- Flag Coat of arms
- Coordinates (Dębno): 52°44′N 14°42′E﻿ / ﻿52.733°N 14.700°E
- Country: Poland
- Voivodeship: West Pomeranian
- County: Myślibórz
- Seat: Dębno

Area
- • Total: 318.78 km^{2} (123.08 sq mi)

Population (2006)
- • Total: 20,805
- • Density: 65/km^{2} (170/sq mi)
- • Urban: 13,903
- • Rural: 6,902
- Website: http://www.debno.com.pl/

= Gmina Dębno, West Pomeranian Voivodeship =

Gmina Dębno is an urban-rural gmina (administrative district) in Myślibórz County, West Pomeranian Voivodeship, in north-western Poland. Its seat is the town of Dębno, which lies approximately 25 km south-west of Myślibórz and 77 km south of the regional capital Szczecin.

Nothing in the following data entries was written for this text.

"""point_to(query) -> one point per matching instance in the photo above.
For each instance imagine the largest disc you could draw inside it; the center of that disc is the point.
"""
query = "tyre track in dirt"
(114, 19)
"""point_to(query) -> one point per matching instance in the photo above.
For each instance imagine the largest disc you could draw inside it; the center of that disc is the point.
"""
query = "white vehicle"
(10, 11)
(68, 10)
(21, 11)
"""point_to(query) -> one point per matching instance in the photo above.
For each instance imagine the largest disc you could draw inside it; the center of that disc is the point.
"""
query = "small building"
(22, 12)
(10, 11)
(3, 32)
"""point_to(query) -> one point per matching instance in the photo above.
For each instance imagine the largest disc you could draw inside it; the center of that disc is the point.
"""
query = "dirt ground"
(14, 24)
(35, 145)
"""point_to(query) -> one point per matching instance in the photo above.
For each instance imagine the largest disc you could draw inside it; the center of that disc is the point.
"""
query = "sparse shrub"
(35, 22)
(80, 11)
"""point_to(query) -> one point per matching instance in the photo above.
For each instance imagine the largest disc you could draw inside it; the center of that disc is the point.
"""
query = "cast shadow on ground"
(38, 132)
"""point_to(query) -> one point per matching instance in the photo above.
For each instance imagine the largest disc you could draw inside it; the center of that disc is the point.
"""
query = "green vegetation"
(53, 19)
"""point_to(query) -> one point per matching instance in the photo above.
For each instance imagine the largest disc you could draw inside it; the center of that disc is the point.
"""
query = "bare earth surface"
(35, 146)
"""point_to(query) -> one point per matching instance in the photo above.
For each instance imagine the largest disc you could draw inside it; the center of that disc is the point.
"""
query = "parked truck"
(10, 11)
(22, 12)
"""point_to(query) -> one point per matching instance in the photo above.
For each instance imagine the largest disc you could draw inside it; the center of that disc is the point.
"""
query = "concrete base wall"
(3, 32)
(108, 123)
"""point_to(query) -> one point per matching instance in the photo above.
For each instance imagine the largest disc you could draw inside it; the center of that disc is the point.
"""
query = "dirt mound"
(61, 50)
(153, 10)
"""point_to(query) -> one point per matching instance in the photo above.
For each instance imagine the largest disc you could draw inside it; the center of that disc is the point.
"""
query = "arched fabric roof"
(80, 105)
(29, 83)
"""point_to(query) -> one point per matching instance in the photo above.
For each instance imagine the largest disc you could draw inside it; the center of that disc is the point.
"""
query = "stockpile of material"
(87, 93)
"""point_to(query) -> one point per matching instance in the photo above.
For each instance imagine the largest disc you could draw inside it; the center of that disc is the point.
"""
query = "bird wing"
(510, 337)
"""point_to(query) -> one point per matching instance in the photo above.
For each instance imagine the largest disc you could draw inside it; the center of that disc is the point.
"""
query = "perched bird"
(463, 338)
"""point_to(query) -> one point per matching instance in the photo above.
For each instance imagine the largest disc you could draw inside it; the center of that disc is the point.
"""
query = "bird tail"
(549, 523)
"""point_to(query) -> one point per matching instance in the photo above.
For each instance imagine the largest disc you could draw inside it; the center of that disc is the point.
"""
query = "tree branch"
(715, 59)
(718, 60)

The gmina covers an area of 318.78 km2, and as of 2006 its total population is 20,805 (out of which the population of Dębno amounts to 13,903, and the population of the rural part of the gmina is 6,902). The Barnówko-Mostno-Buszewo oil field is located in the gmina.

==Villages==
Apart from the town of Dębno, Gmina Dębno contains the villages and settlements of Barnówko, Bogusław, Borne, Borówno, Choszczówko, Cychry, Dargomyśl, Dolsk, Dyszno, Grzybno, Grzymiradz, Hajnówka, Juncewo, Klępin, Krężelin, Krześnica, Łazy, Młyniska, Mostno, Oborzany, Ostrowiec, Piołunek, Przylaszczka, Radzicz, Różańsko, Sarbinowo, Smolnica, Suchlica, Sulisław, Turze, Warnice and Więcław.

==Neighbouring gminas==
Gmina Dębno is bordered by the town of Kostrzyn nad Odrą and the gminas of Boleszkowice, Lubiszyn, Mieszkowice, Myślibórz and Trzcińsko-Zdrój.